Да, людям в 90-е было дано право на бесчестие. Были осмеяны все основополагающие ценности. Плюс, конечно, комсомольская номенклатура. Борис Ельцин у Караулова — на редкость неоднозначная фигура. Страшная, но вместе с тем колоритная. Это особое явление — Ельцин. И умницей его никак не назовешь. Но так все далеко зашло во времена застоя, что даже малая крупица харизмы, которая оказалась в Ельцине, этой крупицы оказалось достаточно для того, чтобы опрокинуть одряхлевшую систему, привлечь на свою сторону значительную часть интеллигенции, по своей сути — порядочной, и возглавить страну в это страшное время.
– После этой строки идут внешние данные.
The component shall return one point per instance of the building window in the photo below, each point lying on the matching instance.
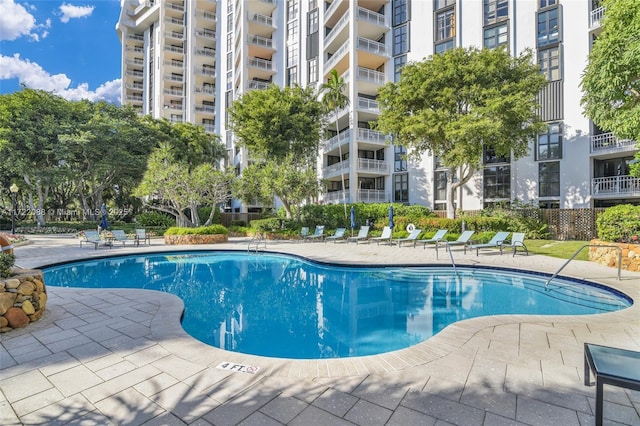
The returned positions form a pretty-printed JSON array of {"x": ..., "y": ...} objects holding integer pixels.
[
  {"x": 400, "y": 11},
  {"x": 440, "y": 186},
  {"x": 400, "y": 153},
  {"x": 313, "y": 70},
  {"x": 292, "y": 76},
  {"x": 495, "y": 11},
  {"x": 548, "y": 27},
  {"x": 398, "y": 63},
  {"x": 497, "y": 182},
  {"x": 549, "y": 179},
  {"x": 401, "y": 39},
  {"x": 401, "y": 188},
  {"x": 549, "y": 61},
  {"x": 495, "y": 36},
  {"x": 549, "y": 146},
  {"x": 547, "y": 3},
  {"x": 440, "y": 4}
]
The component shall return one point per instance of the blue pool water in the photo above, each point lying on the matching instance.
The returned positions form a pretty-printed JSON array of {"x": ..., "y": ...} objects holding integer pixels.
[{"x": 284, "y": 306}]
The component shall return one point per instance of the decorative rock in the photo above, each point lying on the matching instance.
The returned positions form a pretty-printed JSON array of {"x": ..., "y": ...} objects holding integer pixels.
[
  {"x": 6, "y": 301},
  {"x": 16, "y": 318},
  {"x": 12, "y": 283},
  {"x": 28, "y": 308}
]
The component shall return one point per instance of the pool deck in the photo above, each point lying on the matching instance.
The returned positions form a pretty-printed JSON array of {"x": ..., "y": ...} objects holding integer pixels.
[{"x": 120, "y": 357}]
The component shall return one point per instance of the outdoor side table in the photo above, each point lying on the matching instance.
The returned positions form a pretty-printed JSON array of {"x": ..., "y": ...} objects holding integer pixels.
[{"x": 610, "y": 366}]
Интеллигенция столько времени держала фигу в кармане, ненавидя социализм… — и вдруг официально позволили этот социализм ругать! За это право многие, даже очень умные люди, закрыли глаза на все остальное. В том числе — на гигантское, невиданное в мировой истории, воровство: Караулов убедительно, на конкретных фактах показывает масштабы этого воровства, его особая боль — гибель лучших заводов России, целых отраслей — настоящий «русский ад», ведь нигде в мире не было ничего подобного…
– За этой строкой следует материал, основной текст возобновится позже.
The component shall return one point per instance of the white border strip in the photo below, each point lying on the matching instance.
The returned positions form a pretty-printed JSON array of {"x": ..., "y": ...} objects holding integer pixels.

Очень страшен Бурбулис. Всегда в революции есть такие мутные типы. Зато Чубайс у Караулова — фигура инфернальная. У этого человека мировоззренческая подкладка. Глупая, прозападная, но упертая. Вот допустим: то, что он неоднократно говорил о своей ненависти к Достоевскому. Он ненавидит русскую сущность. Тогда как Бурбулис к России просто равнодушен.
Русский человек застенчив, он не ищет власти, не ищет денег. Мы знаем это по сонму великомучеников, да просто… по всей русской цивилизации, от Рублева до Пушкина, Достоевского, а в наши дни — Солженицына и писателей-деревенщиков. Это все Чубайсу ненавистно. Чубайс — псевдопрагматик, который считает, что в мире все строится на корысти.
Любая революция — это прежде всего социальная и психологическая одержимость. Консерватизм пытается одернуть хищную цивилизацию и повернуть ее к вечным ценностям. Консерватизм не выгоден рынку и тем, кто строит свою карьеру и накапливает состояния, опираясь на принципы имморальности. Консерватизм призывает к сбережению моральных ценностей. А тут еще сошлись две составляющие: идеологическая, построенная на псевдоидеалах Запада, в данном случае нелепых и неуместных, и криминальная, с олигархическим переделом. Все это опустило российские народы в полную нищету, кажется, дальше всех мыслил в те годы Солженицын. Если перечитать его публицистические труды того времени, начиная от «Как нам обустроить Россию» и до «Россия в обвале», — видно, насколько проницательно смотрел он на тогдашнюю русскую ситуацию. Местное самоуправление, малое производство, чтобы каждый добросовестный россиянин понял свою нужность и важность, но при этом — при крепком и самоотверженном государственном управлении. Недаром он так любил столыпинские слова, ставшие сегодня крылатыми: «Вам нужнее великие потрясения, нам нужна великая Россия».